Amnesty International Annual Report 2013 - Bolivia
|Publication Date||23 May 2013|
|Cite as||Amnesty International, Amnesty International Annual Report 2013 - Bolivia, 23 May 2013, available at: http://www.refworld.org/docid/519f51b018.html [accessed 20 February 2017]|
|Disclaimer||This is not a UNHCR publication. UNHCR is not responsible for, nor does it necessarily endorse, its content. Any views expressed are solely those of the author or publisher and do not necessarily reflect those of UNHCR, the United Nations or its Member States.|
Head of state and government: Evo Morales Ayma
Indigenous Peoples' rights to consultation and to free, prior and informed consent over developments affecting them remained unfulfilled. Victims of human rights violations committed during past military regimes continued to be denied full reparations. Delays in the administration of justice persisted. Violations of freedom of expression were reported.
Protests in support of economic and social demands and Indigenous Peoples' rights were widespread. In some cases police responded with excessive use of force.
In September, following his visit to Bolivia, the UN Special Rapporteur on racism acknowledged some advances, but expressed concern at continuing persistent discrimination against Indigenous Peoples and other communities at risk.

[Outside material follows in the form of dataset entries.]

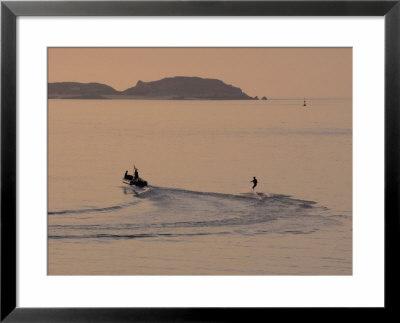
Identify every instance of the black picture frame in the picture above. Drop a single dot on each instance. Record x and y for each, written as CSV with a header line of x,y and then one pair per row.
x,y
11,10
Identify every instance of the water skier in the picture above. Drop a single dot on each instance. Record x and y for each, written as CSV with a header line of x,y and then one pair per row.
x,y
254,181
136,174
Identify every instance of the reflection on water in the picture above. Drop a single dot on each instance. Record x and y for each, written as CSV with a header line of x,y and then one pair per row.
x,y
199,214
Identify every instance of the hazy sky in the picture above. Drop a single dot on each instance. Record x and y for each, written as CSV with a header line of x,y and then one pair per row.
x,y
273,72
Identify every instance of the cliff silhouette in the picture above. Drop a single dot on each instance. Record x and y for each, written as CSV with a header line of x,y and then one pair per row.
x,y
170,88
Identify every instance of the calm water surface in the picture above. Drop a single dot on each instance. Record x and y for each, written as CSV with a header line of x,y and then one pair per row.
x,y
199,215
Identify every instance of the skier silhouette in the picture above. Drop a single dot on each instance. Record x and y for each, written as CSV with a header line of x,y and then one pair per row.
x,y
254,181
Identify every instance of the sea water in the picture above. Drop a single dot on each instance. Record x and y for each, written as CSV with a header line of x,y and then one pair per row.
x,y
199,215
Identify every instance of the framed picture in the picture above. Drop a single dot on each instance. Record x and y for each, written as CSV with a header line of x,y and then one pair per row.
x,y
198,161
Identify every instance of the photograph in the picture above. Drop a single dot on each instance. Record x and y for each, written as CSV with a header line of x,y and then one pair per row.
x,y
199,161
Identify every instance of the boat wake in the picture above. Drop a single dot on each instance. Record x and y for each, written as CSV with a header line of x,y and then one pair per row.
x,y
171,213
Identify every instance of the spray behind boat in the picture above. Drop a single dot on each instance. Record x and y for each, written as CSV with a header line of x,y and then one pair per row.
x,y
134,179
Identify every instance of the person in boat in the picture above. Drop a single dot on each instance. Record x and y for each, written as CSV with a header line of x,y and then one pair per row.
x,y
254,181
136,174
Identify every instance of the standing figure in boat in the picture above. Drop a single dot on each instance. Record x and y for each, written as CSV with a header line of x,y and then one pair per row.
x,y
136,174
134,179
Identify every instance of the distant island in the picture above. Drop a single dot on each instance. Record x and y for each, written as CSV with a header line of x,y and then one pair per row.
x,y
170,88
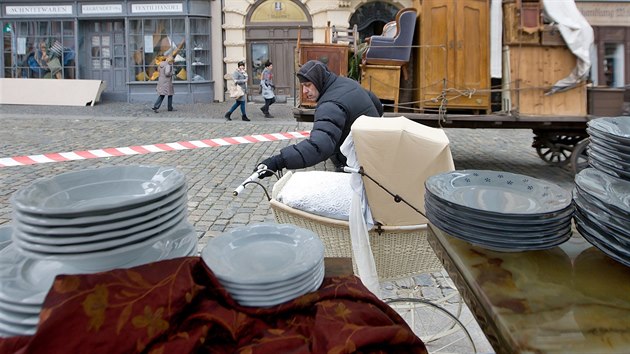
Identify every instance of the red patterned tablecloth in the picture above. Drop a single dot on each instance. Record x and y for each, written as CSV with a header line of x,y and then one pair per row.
x,y
178,306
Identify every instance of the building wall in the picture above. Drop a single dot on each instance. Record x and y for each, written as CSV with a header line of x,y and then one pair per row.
x,y
321,12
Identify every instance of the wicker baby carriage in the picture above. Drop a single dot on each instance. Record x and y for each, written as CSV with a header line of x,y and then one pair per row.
x,y
399,251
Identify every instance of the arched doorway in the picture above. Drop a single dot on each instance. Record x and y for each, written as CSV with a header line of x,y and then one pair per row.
x,y
371,17
272,28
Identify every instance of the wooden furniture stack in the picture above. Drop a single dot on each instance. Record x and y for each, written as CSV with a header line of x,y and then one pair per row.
x,y
383,81
454,52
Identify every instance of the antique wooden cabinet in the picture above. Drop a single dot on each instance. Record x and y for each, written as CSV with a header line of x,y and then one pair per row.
x,y
454,54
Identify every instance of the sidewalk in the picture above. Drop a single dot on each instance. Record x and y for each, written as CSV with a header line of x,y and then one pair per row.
x,y
197,112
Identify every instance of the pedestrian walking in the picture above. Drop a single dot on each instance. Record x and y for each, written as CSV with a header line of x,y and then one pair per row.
x,y
240,78
165,83
340,101
267,88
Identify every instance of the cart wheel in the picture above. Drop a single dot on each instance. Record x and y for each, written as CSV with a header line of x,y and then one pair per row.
x,y
555,148
579,158
440,330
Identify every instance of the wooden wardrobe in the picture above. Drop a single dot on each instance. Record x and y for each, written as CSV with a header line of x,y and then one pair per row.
x,y
454,54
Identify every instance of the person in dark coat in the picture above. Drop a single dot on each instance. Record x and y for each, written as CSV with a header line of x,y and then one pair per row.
x,y
266,88
240,78
340,101
165,83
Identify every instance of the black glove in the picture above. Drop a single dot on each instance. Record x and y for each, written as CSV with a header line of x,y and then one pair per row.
x,y
273,163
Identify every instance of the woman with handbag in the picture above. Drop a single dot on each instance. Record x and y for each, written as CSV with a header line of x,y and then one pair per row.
x,y
165,83
240,81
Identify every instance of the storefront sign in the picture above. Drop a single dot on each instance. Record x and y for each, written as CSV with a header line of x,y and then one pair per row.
x,y
153,8
102,9
605,14
39,10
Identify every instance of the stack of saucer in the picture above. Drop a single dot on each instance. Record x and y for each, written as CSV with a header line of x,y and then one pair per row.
x,y
609,147
603,212
499,210
264,265
84,222
99,219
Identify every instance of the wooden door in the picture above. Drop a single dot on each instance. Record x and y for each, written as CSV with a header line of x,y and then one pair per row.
x,y
454,54
106,56
437,33
472,53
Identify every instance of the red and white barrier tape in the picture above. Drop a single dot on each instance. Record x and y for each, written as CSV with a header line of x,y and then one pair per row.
x,y
147,149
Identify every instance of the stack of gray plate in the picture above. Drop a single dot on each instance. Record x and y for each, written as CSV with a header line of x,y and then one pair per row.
x,y
609,147
264,265
499,210
603,212
89,221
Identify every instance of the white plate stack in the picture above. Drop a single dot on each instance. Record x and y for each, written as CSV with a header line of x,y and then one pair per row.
x,y
602,215
609,147
85,222
499,210
263,265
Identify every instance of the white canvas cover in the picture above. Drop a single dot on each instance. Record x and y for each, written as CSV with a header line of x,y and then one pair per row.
x,y
400,155
577,33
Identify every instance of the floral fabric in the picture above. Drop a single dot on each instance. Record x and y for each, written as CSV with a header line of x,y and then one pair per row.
x,y
178,306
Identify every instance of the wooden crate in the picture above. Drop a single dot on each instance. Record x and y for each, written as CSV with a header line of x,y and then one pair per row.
x,y
383,81
512,34
551,36
533,70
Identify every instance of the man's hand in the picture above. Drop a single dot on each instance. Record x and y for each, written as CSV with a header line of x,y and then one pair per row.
x,y
272,163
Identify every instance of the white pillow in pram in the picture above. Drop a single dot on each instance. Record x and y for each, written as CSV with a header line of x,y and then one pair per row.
x,y
322,193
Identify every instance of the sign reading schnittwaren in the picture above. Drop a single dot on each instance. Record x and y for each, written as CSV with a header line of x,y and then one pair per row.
x,y
101,9
39,10
167,7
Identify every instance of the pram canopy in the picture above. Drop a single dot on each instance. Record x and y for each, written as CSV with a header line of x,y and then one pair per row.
x,y
400,155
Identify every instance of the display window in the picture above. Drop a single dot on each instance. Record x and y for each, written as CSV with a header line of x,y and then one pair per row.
x,y
150,41
39,49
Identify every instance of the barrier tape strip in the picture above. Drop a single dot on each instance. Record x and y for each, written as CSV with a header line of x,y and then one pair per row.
x,y
147,149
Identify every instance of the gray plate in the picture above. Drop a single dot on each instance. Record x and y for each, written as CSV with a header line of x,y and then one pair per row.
x,y
506,226
612,191
499,192
263,253
617,128
97,191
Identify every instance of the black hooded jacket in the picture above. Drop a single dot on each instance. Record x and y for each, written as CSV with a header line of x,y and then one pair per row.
x,y
341,101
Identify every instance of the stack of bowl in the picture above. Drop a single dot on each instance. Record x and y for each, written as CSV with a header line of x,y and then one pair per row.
x,y
263,265
89,221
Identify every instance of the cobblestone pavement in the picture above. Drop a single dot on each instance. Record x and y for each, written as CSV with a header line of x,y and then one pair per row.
x,y
213,173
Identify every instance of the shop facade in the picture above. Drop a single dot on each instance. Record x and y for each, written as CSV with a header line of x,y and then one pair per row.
x,y
611,26
114,41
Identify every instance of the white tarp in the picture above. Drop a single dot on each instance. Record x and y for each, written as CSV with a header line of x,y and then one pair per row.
x,y
577,33
496,38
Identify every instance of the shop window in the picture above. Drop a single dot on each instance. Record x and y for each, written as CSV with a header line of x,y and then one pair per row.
x,y
613,64
39,49
200,49
152,39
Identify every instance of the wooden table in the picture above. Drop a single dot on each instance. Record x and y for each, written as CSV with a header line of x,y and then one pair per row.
x,y
568,299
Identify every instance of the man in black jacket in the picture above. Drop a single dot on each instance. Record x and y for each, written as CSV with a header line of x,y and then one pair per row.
x,y
340,101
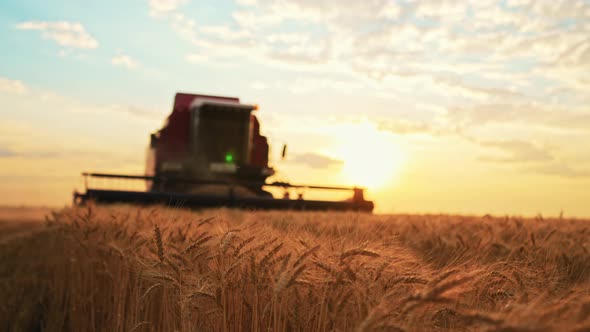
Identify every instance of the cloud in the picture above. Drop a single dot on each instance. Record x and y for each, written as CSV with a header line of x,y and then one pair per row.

Indigenous Peoples' rights
In February, a law was passed calling for consultation with Indigenous Peoples in the Isiboro-Sécure Indigenous Territory and National Park (Territorio Indígena y Parque Nacional Isiboro-Sécure, TIPNIS) over government plans to construct a road through the park. In April, Indigenous communities opposed to the road marched to La Paz arguing that the consultation was contrary to previous legislation passed to protect the TIPNIS and to international standards and the Constitution.
In June, the Plurinational Constitutional Court ruled that the consultation was constitutional, but that its parameters must first be agreed with all the Indigenous communities potentially affected. In July, the government decided to go ahead with the consultation after reaching agreements with only some of the Indigenous communities. In October, before the consultation was completed, construction began of the first stretch of the road outside the park and Indigenous territory. Official reports on the results of the consultation were still pending at the end of the year.

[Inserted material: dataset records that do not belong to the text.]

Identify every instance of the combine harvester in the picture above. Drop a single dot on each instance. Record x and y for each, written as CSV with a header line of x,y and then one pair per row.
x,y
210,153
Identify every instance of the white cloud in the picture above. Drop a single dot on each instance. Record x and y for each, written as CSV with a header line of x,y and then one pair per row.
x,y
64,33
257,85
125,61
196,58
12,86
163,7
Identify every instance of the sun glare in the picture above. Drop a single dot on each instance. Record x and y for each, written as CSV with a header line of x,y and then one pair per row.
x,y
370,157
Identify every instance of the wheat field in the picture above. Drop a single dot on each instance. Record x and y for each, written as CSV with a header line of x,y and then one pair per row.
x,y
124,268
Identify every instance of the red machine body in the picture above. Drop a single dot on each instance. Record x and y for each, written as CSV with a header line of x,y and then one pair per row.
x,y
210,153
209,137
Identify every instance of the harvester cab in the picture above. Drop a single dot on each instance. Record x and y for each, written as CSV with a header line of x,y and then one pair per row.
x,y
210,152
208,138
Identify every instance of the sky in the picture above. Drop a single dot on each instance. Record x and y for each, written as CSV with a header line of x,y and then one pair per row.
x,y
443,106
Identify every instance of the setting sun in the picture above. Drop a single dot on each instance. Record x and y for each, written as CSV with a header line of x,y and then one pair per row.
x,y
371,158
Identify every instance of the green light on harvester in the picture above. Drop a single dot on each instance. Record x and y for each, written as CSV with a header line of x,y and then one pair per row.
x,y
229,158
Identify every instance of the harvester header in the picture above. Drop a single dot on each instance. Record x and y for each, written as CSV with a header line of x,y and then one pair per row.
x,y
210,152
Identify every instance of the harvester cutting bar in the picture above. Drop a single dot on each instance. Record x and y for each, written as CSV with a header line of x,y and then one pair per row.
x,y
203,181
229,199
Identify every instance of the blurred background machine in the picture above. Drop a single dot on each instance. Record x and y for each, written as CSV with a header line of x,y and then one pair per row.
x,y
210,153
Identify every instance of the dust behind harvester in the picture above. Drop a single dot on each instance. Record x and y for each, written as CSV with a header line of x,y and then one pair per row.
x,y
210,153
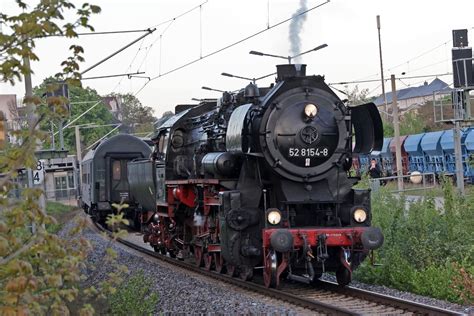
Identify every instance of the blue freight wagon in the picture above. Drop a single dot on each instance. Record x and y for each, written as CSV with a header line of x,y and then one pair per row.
x,y
416,159
434,158
386,157
469,145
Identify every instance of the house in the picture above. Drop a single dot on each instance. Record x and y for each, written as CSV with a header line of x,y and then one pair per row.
x,y
415,96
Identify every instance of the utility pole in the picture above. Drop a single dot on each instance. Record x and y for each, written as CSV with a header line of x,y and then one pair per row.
x,y
396,128
78,152
31,122
381,67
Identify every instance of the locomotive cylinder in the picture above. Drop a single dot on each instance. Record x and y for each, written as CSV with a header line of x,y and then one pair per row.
x,y
220,163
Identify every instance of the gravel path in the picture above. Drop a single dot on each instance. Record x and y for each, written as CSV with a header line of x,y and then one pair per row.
x,y
408,296
190,293
182,292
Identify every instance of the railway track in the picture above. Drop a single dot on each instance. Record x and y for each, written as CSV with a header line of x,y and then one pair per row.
x,y
323,298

No police officers responsible for excessive use of force in 2011 during peaceful protests against the road in the TIPNIS had been brought to justice by the end of 2012.

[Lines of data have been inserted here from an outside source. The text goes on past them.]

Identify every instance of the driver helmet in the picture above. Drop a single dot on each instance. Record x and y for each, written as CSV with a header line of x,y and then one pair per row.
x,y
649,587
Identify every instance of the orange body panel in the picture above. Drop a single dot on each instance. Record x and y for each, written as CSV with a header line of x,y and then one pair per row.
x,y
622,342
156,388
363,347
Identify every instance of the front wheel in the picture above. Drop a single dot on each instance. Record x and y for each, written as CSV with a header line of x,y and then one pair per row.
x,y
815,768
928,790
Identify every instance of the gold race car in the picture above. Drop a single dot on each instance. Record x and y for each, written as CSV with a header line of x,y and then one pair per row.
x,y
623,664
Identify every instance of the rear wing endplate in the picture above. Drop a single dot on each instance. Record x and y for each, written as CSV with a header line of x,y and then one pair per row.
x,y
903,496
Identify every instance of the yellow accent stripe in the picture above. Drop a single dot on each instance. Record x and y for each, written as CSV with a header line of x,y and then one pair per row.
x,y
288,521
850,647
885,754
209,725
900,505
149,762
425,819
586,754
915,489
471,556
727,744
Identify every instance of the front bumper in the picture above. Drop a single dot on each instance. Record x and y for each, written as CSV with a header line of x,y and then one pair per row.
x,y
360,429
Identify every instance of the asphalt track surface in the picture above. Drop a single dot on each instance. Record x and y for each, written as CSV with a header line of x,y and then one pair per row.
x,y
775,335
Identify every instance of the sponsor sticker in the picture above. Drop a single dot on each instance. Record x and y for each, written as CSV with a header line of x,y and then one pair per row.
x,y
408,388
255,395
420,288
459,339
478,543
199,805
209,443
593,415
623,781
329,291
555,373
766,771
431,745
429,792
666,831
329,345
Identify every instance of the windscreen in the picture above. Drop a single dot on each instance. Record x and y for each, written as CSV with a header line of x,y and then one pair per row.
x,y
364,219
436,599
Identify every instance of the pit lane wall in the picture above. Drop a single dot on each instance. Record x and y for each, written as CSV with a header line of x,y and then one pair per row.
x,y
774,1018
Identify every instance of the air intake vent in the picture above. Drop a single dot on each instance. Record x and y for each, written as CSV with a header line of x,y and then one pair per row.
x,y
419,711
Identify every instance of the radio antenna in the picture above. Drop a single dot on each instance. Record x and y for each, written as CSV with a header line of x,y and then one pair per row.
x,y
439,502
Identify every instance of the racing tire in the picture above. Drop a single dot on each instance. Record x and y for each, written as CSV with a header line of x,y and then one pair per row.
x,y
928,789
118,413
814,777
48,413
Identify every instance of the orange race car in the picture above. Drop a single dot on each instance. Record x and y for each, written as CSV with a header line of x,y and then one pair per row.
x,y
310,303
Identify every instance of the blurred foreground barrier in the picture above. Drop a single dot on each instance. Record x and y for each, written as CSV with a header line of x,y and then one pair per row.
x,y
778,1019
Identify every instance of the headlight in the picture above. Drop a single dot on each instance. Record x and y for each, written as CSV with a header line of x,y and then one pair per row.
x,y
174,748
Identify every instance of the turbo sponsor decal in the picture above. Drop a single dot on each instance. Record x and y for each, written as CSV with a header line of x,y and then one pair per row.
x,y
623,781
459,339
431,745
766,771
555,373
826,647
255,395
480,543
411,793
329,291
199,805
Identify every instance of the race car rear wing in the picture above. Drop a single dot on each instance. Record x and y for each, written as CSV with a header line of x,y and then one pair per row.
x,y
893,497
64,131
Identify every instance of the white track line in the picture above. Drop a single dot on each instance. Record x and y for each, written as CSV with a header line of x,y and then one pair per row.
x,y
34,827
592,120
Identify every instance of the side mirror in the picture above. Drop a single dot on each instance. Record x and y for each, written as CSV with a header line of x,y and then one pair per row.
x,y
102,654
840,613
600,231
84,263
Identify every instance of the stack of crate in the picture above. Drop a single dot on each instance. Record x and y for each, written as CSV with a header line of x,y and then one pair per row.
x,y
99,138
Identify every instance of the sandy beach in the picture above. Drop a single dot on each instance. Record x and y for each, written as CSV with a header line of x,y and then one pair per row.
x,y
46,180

Lack of prior consultation over mine exploration in Mallku Khota, Potosí Department by a Bolivian subsidiary of a Canadian mining company led to violent unrest between local communities and the police. In August, the government announced the nationalization of the mine to put an end to the protests by those opposed to the Canadian mining company. However, conflicts between supporters and opponents of the project continued in December.
Impunity and the justice system
Delays in bringing those responsible for human rights violations under military governments (1964-1982) persisted. Delays in the administration of justice led to impunity in other cases. Allegations of misuse of the judiciary against opponents or critics of the government were reported.
In April and May, legislation was passed modifying compensation payments for victims of political violence under military governments and providing for the publication of the names of people entitled to compensation. There were concerns about the lack of transparency and unfairness of the reparation process. Of 6,200 applicants, only around 1,700 qualified as beneficiaries. Victims and relatives of human rights violations maintained months-long protests in front of the Ministry of Justice to demand greater transparency, among other things.
In September, the US authorities refused a request to extradite former President Gonzalo Sánchez de Lozada to Bolivia. He faced charges in connection with "Black October", when 67 people were killed and more than 400 injured during protests in El Alto, near La Paz, in late 2003.
Trial proceedings connected to the 2008 Pando massacre in which 19 people, mostly peasant farmers, were killed and 53 others injured, continued but were subject to delays.
Hearings in the case of 39 people accused of involvement in an alleged plot in 2009 to kill President Evo Morales began in October. By the end of the year, there had been no investigations into allegations of lack of due process or into the killings of three men in 2009 in connection with the case.
Freedom of expression
In August, criminal complaints of inciting racism and discrimination were filed against two newspapers and a national news agency. The government argued that the three media outlets had misused President Evo Morales' comments about the behaviour of people in the east of the country and portrayed him as a racist. There was concern that this was a disproportionate restriction on freedom of expression.
The Plurinational Constitutional Court ruled in September that the crime of "contempt for public officials" was unconstitutional and a violation of freedom of expression.
In October, radio journalist Fernando Vidal was seriously injured when four masked men set him alight while he was on the air in Yacuiba, near the Argentine border. Fernando Vidal had publicly criticized local officials and reported on drug trafficking in the region. Four men were arrested in connection with the attack. Investigations were continuing at the end of the year.
In September, a law was passed punishing harassment and political violence against women. The law, which was welcomed by women's organizations, establishes preventive mechanisms and provides for sanctions for acts of harassment and violence against women who are electoral candidates, elected officials or who work in public institutions.